April 24, 2010 BI (General), Data Warehousing

This posting is slightly edited to clarify that the majority of  the post is about using transactional or transactionally structured sources for reporting.

One of the points I make early on in my talk “Getting Real Data Warehouse Loading as it Happens” is that realtime business intelligence is not the same as realtime data warehousing; having one does not imply having the other.

People can, and do, direct their BI reporting at the source transactional system or systems and for these people there is no data warehouse involved; conversely others populate their data warehouse continuously through a realtime trickle-feed since that is the only viable way to load their data but choose to keep reporting aligned to an event in the past (such as midnight yesterday) so that users do not see changing data throughout the day.

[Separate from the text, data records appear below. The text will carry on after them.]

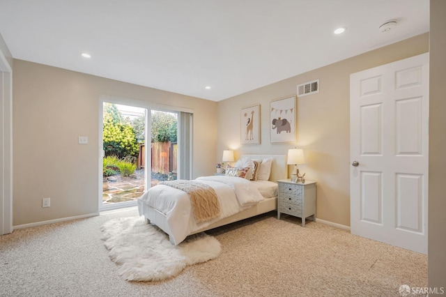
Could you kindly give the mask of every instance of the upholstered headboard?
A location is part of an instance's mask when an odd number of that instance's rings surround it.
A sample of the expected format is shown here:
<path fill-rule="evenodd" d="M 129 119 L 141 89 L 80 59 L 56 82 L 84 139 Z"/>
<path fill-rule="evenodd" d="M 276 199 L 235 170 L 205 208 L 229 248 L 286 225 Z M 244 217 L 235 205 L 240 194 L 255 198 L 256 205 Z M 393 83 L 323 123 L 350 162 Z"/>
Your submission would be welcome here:
<path fill-rule="evenodd" d="M 271 174 L 270 181 L 276 181 L 278 179 L 288 178 L 288 165 L 286 164 L 286 155 L 242 155 L 241 158 L 247 157 L 251 159 L 272 158 L 271 165 Z"/>

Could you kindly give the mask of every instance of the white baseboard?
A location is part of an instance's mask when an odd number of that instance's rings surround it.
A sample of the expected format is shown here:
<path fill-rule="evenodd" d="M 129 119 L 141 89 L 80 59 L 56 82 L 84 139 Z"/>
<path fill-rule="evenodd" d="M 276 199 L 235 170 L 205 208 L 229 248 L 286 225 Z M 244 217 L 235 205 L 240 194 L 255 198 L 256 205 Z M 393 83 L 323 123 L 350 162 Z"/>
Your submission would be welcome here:
<path fill-rule="evenodd" d="M 328 224 L 329 226 L 334 227 L 336 228 L 343 229 L 346 230 L 346 231 L 350 232 L 350 227 L 349 226 L 346 226 L 345 224 L 334 223 L 332 222 L 326 221 L 326 220 L 321 220 L 321 219 L 316 219 L 316 221 L 317 222 L 320 222 L 321 224 Z"/>
<path fill-rule="evenodd" d="M 56 222 L 70 221 L 72 220 L 84 219 L 86 218 L 95 217 L 96 215 L 99 215 L 99 213 L 89 213 L 86 215 L 75 215 L 74 217 L 61 218 L 60 219 L 49 220 L 47 221 L 36 222 L 29 223 L 29 224 L 18 224 L 17 226 L 13 226 L 13 228 L 14 229 L 14 230 L 15 230 L 17 229 L 29 228 L 31 227 L 42 226 L 43 224 L 54 224 Z"/>

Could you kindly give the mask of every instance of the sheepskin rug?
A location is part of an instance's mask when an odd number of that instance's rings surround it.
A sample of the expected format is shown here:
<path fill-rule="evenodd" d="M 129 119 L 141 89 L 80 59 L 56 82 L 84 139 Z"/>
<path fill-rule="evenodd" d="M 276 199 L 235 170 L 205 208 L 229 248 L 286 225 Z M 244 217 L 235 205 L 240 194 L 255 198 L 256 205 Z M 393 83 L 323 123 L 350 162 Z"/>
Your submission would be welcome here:
<path fill-rule="evenodd" d="M 147 282 L 178 275 L 187 265 L 215 259 L 220 243 L 204 233 L 189 236 L 178 245 L 144 217 L 110 220 L 102 227 L 102 239 L 119 274 L 126 280 Z"/>

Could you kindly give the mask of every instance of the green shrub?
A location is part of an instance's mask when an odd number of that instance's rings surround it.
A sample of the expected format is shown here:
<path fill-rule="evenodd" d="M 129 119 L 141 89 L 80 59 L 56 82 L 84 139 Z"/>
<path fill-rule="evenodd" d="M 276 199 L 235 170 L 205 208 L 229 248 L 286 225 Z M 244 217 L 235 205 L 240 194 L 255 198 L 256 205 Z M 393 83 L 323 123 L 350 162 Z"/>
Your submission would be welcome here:
<path fill-rule="evenodd" d="M 123 160 L 119 161 L 118 164 L 116 164 L 116 166 L 119 168 L 121 174 L 122 174 L 123 176 L 129 176 L 130 174 L 133 174 L 137 169 L 136 164 Z"/>
<path fill-rule="evenodd" d="M 112 176 L 119 174 L 118 163 L 119 159 L 116 155 L 109 155 L 102 159 L 102 176 Z"/>

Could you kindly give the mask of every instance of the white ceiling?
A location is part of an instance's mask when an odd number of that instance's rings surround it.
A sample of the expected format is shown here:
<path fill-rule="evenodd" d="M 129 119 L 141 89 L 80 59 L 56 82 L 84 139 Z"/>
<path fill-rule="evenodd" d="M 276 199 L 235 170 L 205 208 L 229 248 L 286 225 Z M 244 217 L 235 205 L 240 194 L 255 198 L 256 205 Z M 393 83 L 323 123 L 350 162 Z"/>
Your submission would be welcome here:
<path fill-rule="evenodd" d="M 15 59 L 215 101 L 429 30 L 429 0 L 0 0 Z"/>

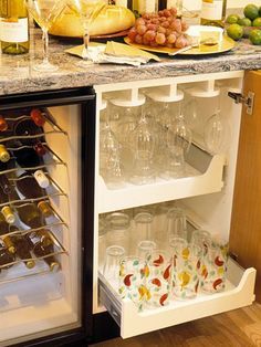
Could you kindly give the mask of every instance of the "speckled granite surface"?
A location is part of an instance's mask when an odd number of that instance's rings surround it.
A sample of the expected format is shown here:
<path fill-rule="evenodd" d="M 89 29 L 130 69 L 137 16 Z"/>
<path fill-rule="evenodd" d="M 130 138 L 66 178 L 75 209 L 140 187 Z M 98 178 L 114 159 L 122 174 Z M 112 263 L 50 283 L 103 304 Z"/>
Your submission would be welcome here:
<path fill-rule="evenodd" d="M 186 74 L 261 69 L 261 49 L 251 54 L 239 54 L 236 48 L 230 52 L 212 56 L 167 57 L 165 55 L 161 56 L 161 62 L 148 63 L 140 67 L 93 64 L 83 70 L 75 64 L 79 57 L 64 53 L 64 50 L 81 44 L 81 41 L 50 39 L 51 61 L 59 64 L 59 71 L 39 73 L 32 69 L 33 63 L 42 57 L 41 30 L 32 29 L 29 54 L 0 55 L 0 95 Z"/>

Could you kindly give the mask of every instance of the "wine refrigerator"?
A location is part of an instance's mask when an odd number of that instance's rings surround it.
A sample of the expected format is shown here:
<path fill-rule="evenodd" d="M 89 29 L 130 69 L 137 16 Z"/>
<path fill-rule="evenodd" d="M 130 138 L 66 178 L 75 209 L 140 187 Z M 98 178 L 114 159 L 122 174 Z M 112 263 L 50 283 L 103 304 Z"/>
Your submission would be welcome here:
<path fill-rule="evenodd" d="M 83 346 L 92 332 L 95 93 L 2 96 L 0 115 L 0 346 Z"/>

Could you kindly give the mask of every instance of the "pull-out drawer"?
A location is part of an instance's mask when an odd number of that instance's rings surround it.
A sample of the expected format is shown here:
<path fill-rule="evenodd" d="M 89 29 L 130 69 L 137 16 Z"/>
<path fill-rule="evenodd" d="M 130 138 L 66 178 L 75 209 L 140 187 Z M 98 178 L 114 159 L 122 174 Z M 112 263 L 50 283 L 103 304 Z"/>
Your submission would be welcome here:
<path fill-rule="evenodd" d="M 127 338 L 248 306 L 254 301 L 254 269 L 243 270 L 232 259 L 229 259 L 225 292 L 209 295 L 199 294 L 192 299 L 173 301 L 168 306 L 139 313 L 132 301 L 122 299 L 100 274 L 100 302 L 121 327 L 122 337 Z"/>

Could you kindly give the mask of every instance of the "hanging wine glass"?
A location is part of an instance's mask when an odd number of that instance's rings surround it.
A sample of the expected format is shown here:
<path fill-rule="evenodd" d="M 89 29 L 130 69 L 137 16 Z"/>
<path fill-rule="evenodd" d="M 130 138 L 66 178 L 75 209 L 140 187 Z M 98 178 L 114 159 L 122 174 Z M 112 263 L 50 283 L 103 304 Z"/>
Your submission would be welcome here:
<path fill-rule="evenodd" d="M 134 151 L 134 168 L 130 181 L 135 185 L 150 183 L 155 179 L 153 166 L 156 135 L 149 125 L 145 109 L 142 107 L 142 116 L 137 127 L 130 134 Z"/>
<path fill-rule="evenodd" d="M 179 105 L 180 107 L 180 105 Z M 184 177 L 185 170 L 185 154 L 188 153 L 191 140 L 192 132 L 185 122 L 185 117 L 179 109 L 179 114 L 175 123 L 170 125 L 167 132 L 167 146 L 169 149 L 169 158 L 167 161 L 167 170 L 165 178 Z"/>
<path fill-rule="evenodd" d="M 66 6 L 65 0 L 24 0 L 28 11 L 43 32 L 44 57 L 42 63 L 33 66 L 40 72 L 56 71 L 59 67 L 49 61 L 49 29 Z"/>
<path fill-rule="evenodd" d="M 210 154 L 218 154 L 226 148 L 229 135 L 229 124 L 220 113 L 220 96 L 218 97 L 216 112 L 207 119 L 203 138 Z"/>
<path fill-rule="evenodd" d="M 83 57 L 85 61 L 79 62 L 79 66 L 86 67 L 90 64 L 90 27 L 96 17 L 105 8 L 103 0 L 66 0 L 69 8 L 80 17 L 83 27 Z"/>
<path fill-rule="evenodd" d="M 100 133 L 100 175 L 111 189 L 124 186 L 124 168 L 121 159 L 121 145 L 111 128 L 109 114 L 105 114 L 105 127 Z"/>
<path fill-rule="evenodd" d="M 201 124 L 198 103 L 199 101 L 195 96 L 187 96 L 184 103 L 184 116 L 191 129 L 197 128 L 197 126 Z"/>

So if it is possible to do realtime BI against the source systems why have a data warehouse? In my opinion the data warehouse is doing three things: it is protecting the transactional source from excessive, potentially sub-optimal queries; it is acting as a platform to conform data from multiple source systems and it allows the use of slowly changing dimensions.

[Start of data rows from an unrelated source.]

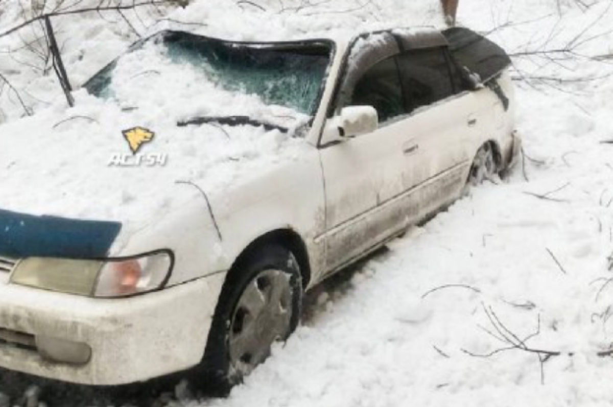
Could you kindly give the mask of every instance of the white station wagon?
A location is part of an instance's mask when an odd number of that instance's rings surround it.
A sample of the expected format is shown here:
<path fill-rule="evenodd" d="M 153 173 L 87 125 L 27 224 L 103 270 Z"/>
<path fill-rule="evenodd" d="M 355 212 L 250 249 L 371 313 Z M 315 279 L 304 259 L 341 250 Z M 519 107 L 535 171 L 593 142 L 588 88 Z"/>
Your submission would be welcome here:
<path fill-rule="evenodd" d="M 248 170 L 224 188 L 190 179 L 170 189 L 154 180 L 148 196 L 189 191 L 191 200 L 138 227 L 129 216 L 58 216 L 55 201 L 27 184 L 15 191 L 25 189 L 48 213 L 4 205 L 11 197 L 5 191 L 21 183 L 27 167 L 20 164 L 25 158 L 12 157 L 16 164 L 2 165 L 0 174 L 0 367 L 96 386 L 200 367 L 203 382 L 229 388 L 296 329 L 305 291 L 444 208 L 467 183 L 506 170 L 520 148 L 509 58 L 466 29 L 257 44 L 163 31 L 80 91 L 116 108 L 113 86 L 123 85 L 115 77 L 125 74 L 118 67 L 130 58 L 139 63 L 143 49 L 163 63 L 131 78 L 159 80 L 187 64 L 204 72 L 200 85 L 208 80 L 211 89 L 286 112 L 267 115 L 230 103 L 225 112 L 234 114 L 175 120 L 156 113 L 175 121 L 176 131 L 216 132 L 223 140 L 240 128 L 285 135 L 300 148 L 291 159 Z M 163 80 L 173 94 L 172 78 Z M 125 105 L 116 110 L 140 114 Z M 287 124 L 291 112 L 300 125 Z M 145 127 L 126 133 L 135 154 L 139 141 L 166 131 Z M 197 148 L 186 150 L 199 159 Z M 115 170 L 124 180 L 147 169 Z M 43 176 L 53 183 L 63 174 Z M 75 202 L 99 204 L 80 194 Z M 123 199 L 118 210 L 134 200 Z"/>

Assuming we need realtime BI but do not want a realtime data warehouse we will need to mix transactional and reporting functionalities on the same system. Although it could be argued that a system such as Oracle’s Exadata V2 allows mixed reporting / transactional workloads few people have implemented Exadata yet and thus, for many people it means that they are mixing two distinctly different workloads on a platform designed for one workload. DML operations that are designed to insert or update a single row as quickly as possible are mixed with queries that access a great number of rows based on a combination of predicates that may well not be indexed on the OLTP system. Furthermore, some of the database features that assist performance in a data warehouse such as bitmap indexes and parallel query can actually inhibit performance of transactional systems. The fundamental problem of mixing workload is that if resource is busy doing one thing it is then not available to do something else and performance for all users suffers.

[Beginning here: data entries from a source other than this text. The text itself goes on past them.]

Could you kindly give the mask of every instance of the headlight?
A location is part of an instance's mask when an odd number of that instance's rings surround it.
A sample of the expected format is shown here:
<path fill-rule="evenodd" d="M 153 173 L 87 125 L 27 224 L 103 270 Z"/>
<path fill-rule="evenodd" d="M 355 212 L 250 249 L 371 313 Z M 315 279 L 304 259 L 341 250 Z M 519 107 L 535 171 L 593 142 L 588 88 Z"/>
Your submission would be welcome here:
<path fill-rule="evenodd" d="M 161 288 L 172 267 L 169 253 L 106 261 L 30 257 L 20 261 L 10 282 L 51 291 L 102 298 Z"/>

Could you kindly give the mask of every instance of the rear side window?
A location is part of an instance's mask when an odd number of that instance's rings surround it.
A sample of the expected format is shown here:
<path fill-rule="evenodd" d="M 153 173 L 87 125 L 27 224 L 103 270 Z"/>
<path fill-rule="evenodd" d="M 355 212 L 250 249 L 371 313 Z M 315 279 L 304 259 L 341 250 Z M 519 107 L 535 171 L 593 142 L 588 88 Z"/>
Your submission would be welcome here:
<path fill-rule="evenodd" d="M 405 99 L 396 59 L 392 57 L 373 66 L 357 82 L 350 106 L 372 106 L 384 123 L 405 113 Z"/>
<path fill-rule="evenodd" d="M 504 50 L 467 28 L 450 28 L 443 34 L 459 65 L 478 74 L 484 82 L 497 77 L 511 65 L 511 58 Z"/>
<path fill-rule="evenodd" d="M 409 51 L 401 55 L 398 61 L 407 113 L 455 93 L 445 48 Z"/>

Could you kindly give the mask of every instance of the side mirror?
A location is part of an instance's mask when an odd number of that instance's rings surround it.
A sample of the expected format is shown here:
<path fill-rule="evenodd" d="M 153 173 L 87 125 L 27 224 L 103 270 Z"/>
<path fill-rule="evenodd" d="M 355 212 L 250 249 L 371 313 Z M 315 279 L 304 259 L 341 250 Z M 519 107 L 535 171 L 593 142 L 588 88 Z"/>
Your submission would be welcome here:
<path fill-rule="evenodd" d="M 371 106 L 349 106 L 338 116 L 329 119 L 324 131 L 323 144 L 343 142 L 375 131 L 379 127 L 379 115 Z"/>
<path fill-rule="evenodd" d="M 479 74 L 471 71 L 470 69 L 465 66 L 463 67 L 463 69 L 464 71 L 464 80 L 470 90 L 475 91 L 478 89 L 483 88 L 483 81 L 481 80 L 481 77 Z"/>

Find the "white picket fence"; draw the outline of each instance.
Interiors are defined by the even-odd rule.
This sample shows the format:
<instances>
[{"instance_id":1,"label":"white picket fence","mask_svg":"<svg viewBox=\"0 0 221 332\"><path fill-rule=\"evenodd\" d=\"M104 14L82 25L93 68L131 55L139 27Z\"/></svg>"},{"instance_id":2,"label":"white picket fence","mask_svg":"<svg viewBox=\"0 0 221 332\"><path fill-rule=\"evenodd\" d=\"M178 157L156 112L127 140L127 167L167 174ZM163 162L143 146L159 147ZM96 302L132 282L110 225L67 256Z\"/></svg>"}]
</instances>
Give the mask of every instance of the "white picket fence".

There are some things that we can do to reduce the BI query impact on the source. We can use data federation in a reporting application such as OBIEE and restrict the transactional source to current data and use a separate data warehouse, perhaps with pre-aggregated data to supply historic information; that is, we remove the need to repeatedly scan the whole of the transactional system to provide historic data that is no longer changing and by reducing the volume of data we are accessing we lessen the conflict with transactional activity. Of course we will still need a process that updates the data warehouse, but that can now be deferred to a later time. However, federation has its own drawbacks; where we once had one query we now have two and the results of these two queries need to be stitched together and that process has to happen on the BI server, where it consumes memory and processing resource to join the result sets. Another thing we could do is to use a replica database to be the source of reporting, thus reducing the impact on the transactional source (but not fully removing it as any from of replication has some impact as it will involve some process executing on or against the source). We could use a standby instance of the OLTP system for reporting, but we need to consider the licensing requirements of the replica, the location of the replica (it may be at a different site) and what happens if we need to use the standby system for its real purpose, business continuity – do we lose BI when that happens? Perhaps a better approach is to build a specific reporting replica. This replica can be the right size and have the appropriate product licensing for a reporting load. It does not have to be complete replica of the source system, just the tables of interest; if we have no reporting interest in audit and journal tables then we need not replicate them.

In fact we can get quite sophisticated with a reporting replica in that we change the database so that it is better geared for reporting; this might include dropping unhelpful indexes and possibly partitioning the data to allow partition pruning to occur. Adding bitmap indexes may be a step too far though as we are essentially receiving row by row updates and inserts and that results in lower throughput caused by table locking (actually multi-row locking) as the bitmaps change.

We can even combine the the federated approach with a database replica and use the replica as source for the recent transactions and the data warehouse for the historic data; and if we chose to implement our replica on a fast database, perhaps an in-memory one, we could get excellent performance with low impact on the transactional source.